Windows 10 includes a new Linux subsystem which allows advanced windows users to access some of the automation features Linux users take for granted.
Security company CrowdStrike has already noted that this increased the attack surface for windows users and reduced their safety.
Now with Blackhat currently going on Alex Ionescu, chief architect at Crowdstrike, has explained exactly what their issues are with Linux embedded in Windows.
He started by noting that Linux on Windows was not running inside of a Hyper-V hypervisor and had full access to the raw hardware, and that the Windows file system is also mapped to Linux, and therefore had full access to the same files and directories.
Additionally the implementation has several security vulnerabilities, some of which have already been fixed by Microsoft after Crowdstrike alerted them to it.
While Microsoft had a process to automatically update the Linux components of the software via apt-get command, the kernel case was Microsoft software and would be updated by the normal monthly Windows Update process.
He also noted that Windows software could modify the linux apps and vice versa,which provided new routes for exploitation.
“In some case, the Linux environment running in Windows is less secure because of compatibility issues,” Ionescu said. “There are a number of ways that Windows applications could inject code, modify memory and add new threats to a Linux application running on Windows.”
The modified Linux code in turn could then call Windows APIs and get access to system calls to perform malicious actions that might not be mitigated.
“So you have a two-headed beast that can do a little Linux and can also be used to attack the Windows side of the system,” Ionescu said.
Adding the Linux subsystem also made it more difficult for enterprises to control what software was running on the PCs of their users.
The Linux software for example were exempt from AppLocker, Microsoft’s whitelisting service for Windows applications.

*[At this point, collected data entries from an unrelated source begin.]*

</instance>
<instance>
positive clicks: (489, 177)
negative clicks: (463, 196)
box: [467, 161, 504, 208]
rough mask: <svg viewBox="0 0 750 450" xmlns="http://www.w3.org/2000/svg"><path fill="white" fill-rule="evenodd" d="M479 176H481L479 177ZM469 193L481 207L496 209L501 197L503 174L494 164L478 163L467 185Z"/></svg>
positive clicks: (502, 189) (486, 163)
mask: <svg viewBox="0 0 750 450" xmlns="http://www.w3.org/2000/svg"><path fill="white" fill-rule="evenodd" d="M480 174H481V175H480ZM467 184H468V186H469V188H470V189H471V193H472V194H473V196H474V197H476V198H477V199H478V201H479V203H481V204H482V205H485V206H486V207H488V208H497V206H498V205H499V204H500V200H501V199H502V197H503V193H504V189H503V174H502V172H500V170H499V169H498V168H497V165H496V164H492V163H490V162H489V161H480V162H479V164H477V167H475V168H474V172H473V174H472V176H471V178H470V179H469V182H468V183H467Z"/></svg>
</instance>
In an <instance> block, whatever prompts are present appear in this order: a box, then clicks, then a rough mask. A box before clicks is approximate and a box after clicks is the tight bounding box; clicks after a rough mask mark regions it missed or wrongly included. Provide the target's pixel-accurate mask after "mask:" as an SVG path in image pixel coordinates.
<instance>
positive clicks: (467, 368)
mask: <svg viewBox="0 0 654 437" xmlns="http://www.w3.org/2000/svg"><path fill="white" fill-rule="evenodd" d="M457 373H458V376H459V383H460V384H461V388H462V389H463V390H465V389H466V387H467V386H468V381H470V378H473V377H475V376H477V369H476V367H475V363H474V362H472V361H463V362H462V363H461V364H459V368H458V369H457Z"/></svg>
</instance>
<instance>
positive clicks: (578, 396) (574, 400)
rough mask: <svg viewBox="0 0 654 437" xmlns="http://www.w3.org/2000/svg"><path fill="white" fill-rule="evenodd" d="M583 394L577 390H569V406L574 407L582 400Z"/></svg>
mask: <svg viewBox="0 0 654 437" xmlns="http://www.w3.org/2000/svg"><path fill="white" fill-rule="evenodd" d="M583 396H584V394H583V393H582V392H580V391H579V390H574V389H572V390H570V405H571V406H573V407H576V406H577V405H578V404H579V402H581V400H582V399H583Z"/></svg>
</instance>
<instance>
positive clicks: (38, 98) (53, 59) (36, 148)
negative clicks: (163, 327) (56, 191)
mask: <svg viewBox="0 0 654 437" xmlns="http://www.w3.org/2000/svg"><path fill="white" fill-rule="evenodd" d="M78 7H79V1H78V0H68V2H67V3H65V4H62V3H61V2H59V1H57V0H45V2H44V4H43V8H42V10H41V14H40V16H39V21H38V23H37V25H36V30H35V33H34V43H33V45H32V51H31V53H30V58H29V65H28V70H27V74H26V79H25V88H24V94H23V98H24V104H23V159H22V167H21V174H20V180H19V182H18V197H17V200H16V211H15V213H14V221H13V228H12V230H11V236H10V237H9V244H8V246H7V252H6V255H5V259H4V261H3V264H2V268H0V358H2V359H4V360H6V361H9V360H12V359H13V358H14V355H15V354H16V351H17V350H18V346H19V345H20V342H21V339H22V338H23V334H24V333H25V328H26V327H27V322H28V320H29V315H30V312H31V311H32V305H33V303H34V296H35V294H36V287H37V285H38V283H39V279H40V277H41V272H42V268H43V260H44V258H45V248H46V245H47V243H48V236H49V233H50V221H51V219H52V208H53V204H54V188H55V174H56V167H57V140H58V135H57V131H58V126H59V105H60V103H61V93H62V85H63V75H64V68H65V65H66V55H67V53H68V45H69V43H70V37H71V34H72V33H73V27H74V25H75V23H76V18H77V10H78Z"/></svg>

Overall however Ionescu was mainly concerned about the increased attack surface due to combining the two ecosystems, noting the more APIs an OS supports the more difficult it is to secure.
He noted however that exploits in the wild were unlikely, due to the limited number of users who will be installing this advanced feature, which is not enabled by default.
“Attackers don’t usually go after the latest things where they would only impact a small percentage of the market,” he said. “But as the feature adoption grows, this might become a more attractive attack vector.”